Tons more in the full article here.

MacDailyNews Take: Great advice from Uncle Walt!

12 Comments

  1. Ah, nostalgia.

    Apple did the Windows port fast too by using the QuickTime Media Layer as a porting framework. Apple always told devs “QTML is not a porting layer.” But they knew it was; they just didn’t want to support it because it was only feature-rich enough to handle the specific needs of iTunes. (Audio playback and QuickDraw were awesome, or example.)

    Apple tapped Tom Dowdy, the guy in charge of QuickTime’s cross-platform ports, particular QuickTime for Windows, to lead the iTunes engineering team to make iTunes cross-platform. Consequently, iTunes was one of the last Apple apps (besides Final Cut Pro, and Shake, which Apple finally had to drop rather than port to Cocoa) to still be on Carbon, because the QTML porting layer was based on Carbon.

    When Tom Dowdy died in February 2008, it really set the iTunes team back, both on Mac and on Windows, since the app used the same code base for both, and Tom was the only guy who really grokked all of the complexity of the underlying requirements and limitations.
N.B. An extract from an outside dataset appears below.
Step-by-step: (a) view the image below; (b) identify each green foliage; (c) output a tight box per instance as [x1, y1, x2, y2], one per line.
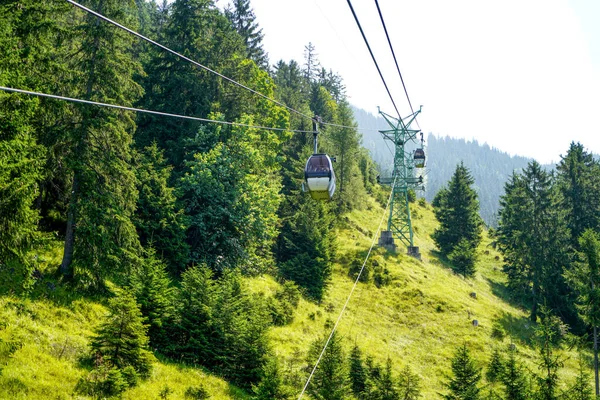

  2. “The first one was awesome.”

    Couldn’t agree more. I purchased and still have the original iPod. The moment I held it I realized this was going to change the world. That day I bought a good chunk of AAPL shares. One of my best decision ever. 😄

    1. I also bought the original and I couldn’t believe how awesome it was. I still have mine. Replaced the battery last summer and it works fine but 5GB isn’t large enough to hold any of my playlists anymore so I have little use for it.
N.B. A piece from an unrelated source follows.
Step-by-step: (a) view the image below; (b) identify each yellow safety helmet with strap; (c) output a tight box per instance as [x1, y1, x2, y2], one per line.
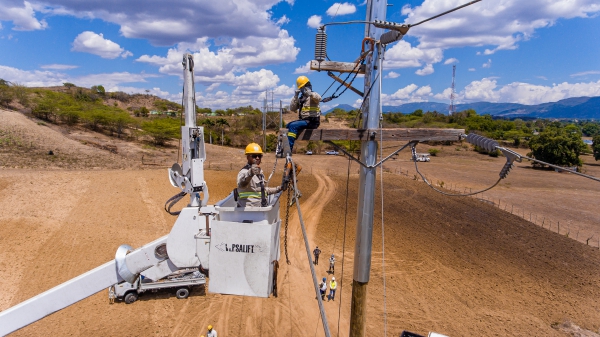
[246, 143, 263, 154]
[296, 76, 310, 89]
  3. I think the title’s wrong. This is about the release of the iPod for Windows, not iTunes. Apple didn’t put out iTunes for Windows until after the music store was up and running. The first iPod for Windows came with third-party software to sync your PC music library to the iPod.

    ——RM

  4. All I ever read about iTunes for Windows is users saying it’s a slow and bloated mess and they really don’t like it at all. I’ve used it in a virtual Windows environment and it doesn’t seem all that bad, but I’ve only had to manage about 12,000 song files, so maybe that isn’t much compared to what some people have. I’ve heard of people having 4X that amount so it’s possible it’s just too unwieldy when the size grows to those proportions. Too bad Microsoft didn’t make Windows Media Player version for the Mac so users would have a choice.

  5. Didn’t the early iPods run with Musicmatch on Windows? I bought my first iPod when I was still running a Dell and since then I’ve had a powerbook, a Mac Mini, two iMacs, a MacBook Air for my mother, numerous other iPods, 4 iPhones, and have converted my office to Mac. The iPod was a real gateway product.